Curious, Marsie sat up a little taller. She knew she wasn’t able to hide the surprise on her face when he set a small salad in a to-go container on her desk, then followed it with a roll, a pat of butter, a fork and a little container of dressing. “What’s this?” she asked stupidly.
“Salad.”
“Is it for me?” She felt like her brain was running two beats behind. She hated that feeling.
“Technically, it was for me. But a brownie protein bar is an oxymoron, not lunch.”
“It’s a small salad,” she said, still not able to stop the idiocy from coming out of her mouth. He was giving her salad?
He gave her a long, searching look, probably trying to decide how she ever managed to get a PhD in anything. Then he shook his head, reached down again and pulled out a sandwich. “Ham and cheese,” he said as he set it on her desk. “You can have this instead if you want. But not both. I need lunch, too.” He was smiling, so she didn’t think he was angry. “I’ve got a bottle of Coke in the bag, as well.”
“Coffee and coke?” she asked with a raised brow.
“A man’s got to get his addictions covered somehow. You can have the coffee if you want, but I like mine different than you like yours.”
“The Coke is good.” She’d left her meeting with the hounds of work on her tail and had forgotten that all she’d wanted the whole time had been a cold drink. Now that Jason offered it, a cold Coke sounded like the best thing in the world. More important than either a salad or a sandwich.
The bag rustled, then a sweaty bottle of soda appeared on her desk. She reached out for the salad, too, slow in her lingering disbelief. “And the salad is good, too.

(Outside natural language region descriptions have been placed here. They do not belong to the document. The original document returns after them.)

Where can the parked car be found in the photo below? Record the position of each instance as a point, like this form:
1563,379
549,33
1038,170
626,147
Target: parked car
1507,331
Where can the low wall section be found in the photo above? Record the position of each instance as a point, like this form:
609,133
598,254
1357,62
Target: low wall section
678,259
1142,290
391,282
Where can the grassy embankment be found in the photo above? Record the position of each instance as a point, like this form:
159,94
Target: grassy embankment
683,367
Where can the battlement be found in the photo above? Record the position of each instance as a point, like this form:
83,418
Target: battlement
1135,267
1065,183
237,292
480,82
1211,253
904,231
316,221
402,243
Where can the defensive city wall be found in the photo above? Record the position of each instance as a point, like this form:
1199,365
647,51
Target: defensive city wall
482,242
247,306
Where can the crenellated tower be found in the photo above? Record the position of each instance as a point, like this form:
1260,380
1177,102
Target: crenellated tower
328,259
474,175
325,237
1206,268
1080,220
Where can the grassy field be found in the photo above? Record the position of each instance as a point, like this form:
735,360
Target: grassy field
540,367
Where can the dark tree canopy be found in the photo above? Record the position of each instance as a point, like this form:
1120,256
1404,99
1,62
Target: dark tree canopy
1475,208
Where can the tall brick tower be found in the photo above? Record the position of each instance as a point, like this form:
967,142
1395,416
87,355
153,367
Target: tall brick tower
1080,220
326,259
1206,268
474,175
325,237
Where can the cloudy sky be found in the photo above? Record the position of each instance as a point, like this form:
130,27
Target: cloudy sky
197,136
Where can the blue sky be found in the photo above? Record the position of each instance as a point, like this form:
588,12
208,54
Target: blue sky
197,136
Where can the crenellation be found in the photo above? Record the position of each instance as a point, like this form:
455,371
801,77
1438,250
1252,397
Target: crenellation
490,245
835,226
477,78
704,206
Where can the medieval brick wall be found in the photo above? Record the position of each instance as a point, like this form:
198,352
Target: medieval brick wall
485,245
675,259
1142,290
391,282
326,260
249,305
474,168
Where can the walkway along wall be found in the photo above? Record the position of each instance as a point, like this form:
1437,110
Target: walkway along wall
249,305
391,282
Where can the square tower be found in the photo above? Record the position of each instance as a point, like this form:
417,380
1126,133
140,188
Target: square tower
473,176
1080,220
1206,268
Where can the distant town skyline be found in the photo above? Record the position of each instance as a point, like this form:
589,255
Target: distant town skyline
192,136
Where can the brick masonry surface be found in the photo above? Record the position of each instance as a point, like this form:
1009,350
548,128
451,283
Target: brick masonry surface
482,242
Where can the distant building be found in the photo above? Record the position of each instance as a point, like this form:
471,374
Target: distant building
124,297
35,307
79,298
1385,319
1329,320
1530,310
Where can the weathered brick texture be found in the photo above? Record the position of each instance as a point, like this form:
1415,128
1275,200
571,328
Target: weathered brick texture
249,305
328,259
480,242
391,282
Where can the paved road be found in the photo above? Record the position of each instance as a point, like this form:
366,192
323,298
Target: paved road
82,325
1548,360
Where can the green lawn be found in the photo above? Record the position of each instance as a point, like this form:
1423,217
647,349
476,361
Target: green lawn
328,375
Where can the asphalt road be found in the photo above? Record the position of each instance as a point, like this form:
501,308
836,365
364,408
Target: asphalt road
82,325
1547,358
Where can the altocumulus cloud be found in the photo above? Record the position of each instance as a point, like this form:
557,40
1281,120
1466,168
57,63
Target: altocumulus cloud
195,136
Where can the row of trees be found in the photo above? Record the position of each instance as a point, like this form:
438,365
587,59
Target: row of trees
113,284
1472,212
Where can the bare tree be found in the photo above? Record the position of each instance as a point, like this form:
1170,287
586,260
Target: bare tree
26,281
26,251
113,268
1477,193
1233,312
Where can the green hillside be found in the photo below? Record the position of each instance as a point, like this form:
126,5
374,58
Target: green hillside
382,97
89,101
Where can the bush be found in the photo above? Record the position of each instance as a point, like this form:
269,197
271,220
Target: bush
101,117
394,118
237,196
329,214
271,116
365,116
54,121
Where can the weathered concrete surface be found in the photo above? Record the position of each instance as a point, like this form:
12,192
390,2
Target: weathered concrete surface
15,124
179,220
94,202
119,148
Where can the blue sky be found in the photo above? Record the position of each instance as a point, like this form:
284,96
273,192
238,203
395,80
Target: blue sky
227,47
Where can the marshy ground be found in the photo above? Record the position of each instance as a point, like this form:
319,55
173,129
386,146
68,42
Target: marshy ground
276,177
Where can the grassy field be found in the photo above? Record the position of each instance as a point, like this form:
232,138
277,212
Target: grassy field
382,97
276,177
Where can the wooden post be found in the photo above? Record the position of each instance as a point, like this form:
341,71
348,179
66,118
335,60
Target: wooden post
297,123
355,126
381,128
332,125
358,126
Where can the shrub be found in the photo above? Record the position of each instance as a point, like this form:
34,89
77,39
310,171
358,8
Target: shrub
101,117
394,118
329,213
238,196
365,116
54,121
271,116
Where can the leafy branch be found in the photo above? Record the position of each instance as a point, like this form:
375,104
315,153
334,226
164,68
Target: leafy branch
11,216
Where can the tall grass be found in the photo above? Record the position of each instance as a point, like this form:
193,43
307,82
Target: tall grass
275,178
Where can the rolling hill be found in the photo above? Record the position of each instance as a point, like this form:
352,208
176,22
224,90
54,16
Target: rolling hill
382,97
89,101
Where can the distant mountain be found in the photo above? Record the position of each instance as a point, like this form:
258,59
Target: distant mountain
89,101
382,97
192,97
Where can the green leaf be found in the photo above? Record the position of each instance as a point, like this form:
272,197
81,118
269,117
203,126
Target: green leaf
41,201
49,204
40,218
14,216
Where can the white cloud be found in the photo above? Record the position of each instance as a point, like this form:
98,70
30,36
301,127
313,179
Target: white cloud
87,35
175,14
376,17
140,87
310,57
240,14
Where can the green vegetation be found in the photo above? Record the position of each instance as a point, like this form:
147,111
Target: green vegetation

I don’t know what surprised me more, that you have a salad for lunch or that you’re giving it to me.”
He shrugged and set his sandwich on her desk. “I’m giving you a salad because a protein bar isn’t food.”
“I’m still going to eat it.” She pulled the salad across the desk toward her. The salad was a much better lunch than her nonbrownie. She often forgot to eat lunch, and her workday was almost always worse off for it.
“You can call it a crispy brownie and I’ll call it dessert and we’ll both pretend.”
She chuckled. “Okay. Want to split my dessert?”
“Ugh. No.” He shook his head. “I had a salad for my lunch because I’m not twenty-five anymore, and I need the vegetables more than I need the potato chips.” He unwrapped the waxed paper around his sandwich, and Marsie realized she must be hungrier than she’d imagined, because his sandwich looked delicious and she didn’t like ham and cheese.
“Well, thank you.” She cracked the plastic container open and poured dressing on the greens. The dressing was white. It could be Caesar or ranch or blue cheese. She didn’t know and she didn’t care. It wasn’t food that had been sitting in her desk drawer for months. “This was sweet of you. Want something to drink other than coffee, since you gave me your Coke?”
“Whatcha got?”
“Warm Diet Coke,” she said, which was apparently enough to stop him as he was lifting his lunch to his mouth.
“Warm?” he said.
“Warm,” she confirmed. “I love Diet Coke. Though it’s not as good when warm. So I keep cans under my desk. In an emergency, it’s there for me to drink, but the fact that it’s not cold keeps me from drinking it on days like today, when I would falsify data in exchange for a cold drink.”
“I’m glad it didn’t come to that.” He took a bite of his sandwich, chewing while she stabbed at her salad with a fork. She was taking a bite when he swallowed. “I guess that makes some amount of sense.”
“Only some?”
The warm soda fizzed when he popped the can open. “Some. I’m still going to drink it, but it makes about as much sense as me justifying an extra beer at the bar on Friday nights because I had salad for lunch.”